Questions, questions

Do questions work in copy writing? A short guide to using questions in copy.


Mr Michael Cobb

2021-07-27 2 min read

Do you know when to ask a question in your copy?

What sort of questions work best in copy?

What is the secret to asking a good question?

Or are there simply too many questions in this post already?

Asking a question in copy can be very useful, when used well. Above are a few of the sorts of questions that typically work well in copy, and one that really doesn’t.

The first is an example of the sort of question that may make your audience think, perhaps even about something they didn’t realise they had an issue with. You’d most typically find it somewhere where you are going to have a general audience and where you need to bring in someone who does not even know they have a need for your item.

The second is an example of a question where the reader is already aware they have an issue, but might want a bit of guidance. They have probably already googled their problem and are now just wondering who to choose. By posing the right question you are giving them an idea that you understand them and better still, can solve their problem. They are an informed audience, but have not made their mind up on who has the best solution.
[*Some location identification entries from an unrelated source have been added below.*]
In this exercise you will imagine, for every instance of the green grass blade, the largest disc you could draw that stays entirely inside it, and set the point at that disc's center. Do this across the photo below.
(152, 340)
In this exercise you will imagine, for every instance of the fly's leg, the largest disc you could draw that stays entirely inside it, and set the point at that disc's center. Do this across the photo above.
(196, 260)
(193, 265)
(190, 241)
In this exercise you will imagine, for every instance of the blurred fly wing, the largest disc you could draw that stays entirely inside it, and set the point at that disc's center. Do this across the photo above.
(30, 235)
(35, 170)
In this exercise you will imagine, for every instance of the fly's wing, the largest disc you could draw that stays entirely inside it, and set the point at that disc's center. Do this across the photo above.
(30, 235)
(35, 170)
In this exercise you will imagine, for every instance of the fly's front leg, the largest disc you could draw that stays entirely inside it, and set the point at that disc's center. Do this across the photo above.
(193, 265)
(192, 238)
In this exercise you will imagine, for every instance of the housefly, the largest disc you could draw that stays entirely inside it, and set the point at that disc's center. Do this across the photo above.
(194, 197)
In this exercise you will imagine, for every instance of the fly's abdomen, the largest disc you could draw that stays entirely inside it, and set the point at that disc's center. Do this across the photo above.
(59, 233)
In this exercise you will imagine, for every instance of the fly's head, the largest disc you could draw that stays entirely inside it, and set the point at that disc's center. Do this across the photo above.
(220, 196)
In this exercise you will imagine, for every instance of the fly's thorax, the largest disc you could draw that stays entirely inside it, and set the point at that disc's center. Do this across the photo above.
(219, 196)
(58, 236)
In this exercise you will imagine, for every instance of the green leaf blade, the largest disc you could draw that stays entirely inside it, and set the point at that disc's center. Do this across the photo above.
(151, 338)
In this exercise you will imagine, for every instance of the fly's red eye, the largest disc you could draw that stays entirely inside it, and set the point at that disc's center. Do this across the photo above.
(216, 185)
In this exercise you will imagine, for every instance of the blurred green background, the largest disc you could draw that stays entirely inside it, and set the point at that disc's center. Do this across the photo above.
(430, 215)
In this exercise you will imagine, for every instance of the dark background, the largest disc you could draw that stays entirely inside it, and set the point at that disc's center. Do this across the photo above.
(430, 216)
Your question goes some way to letting think you do.

The third is a temptation, the reader may not realise they had an issue, or they did, it doesn’t really matter. The important part was you’ve dangled the ultimate prize in their face, that you could let them in on a secret. Who doesn’t love that? This is all about the psychology, rather than the need.   

The last one, well, it is a bit problematic.  If your readers can too easily say no you’ve lost the chance to get them involved in a deeper conversation. So why risk posing a question they can say no to?

Actually, there are many reasons. One might be a desire to weed out the right audience for you from the first sentence. “Do you want to lose weight?” for example. It’s a self-selecting question. Someone who says no, isn’t the audience you want anyway. You just want the audience who thinks yes.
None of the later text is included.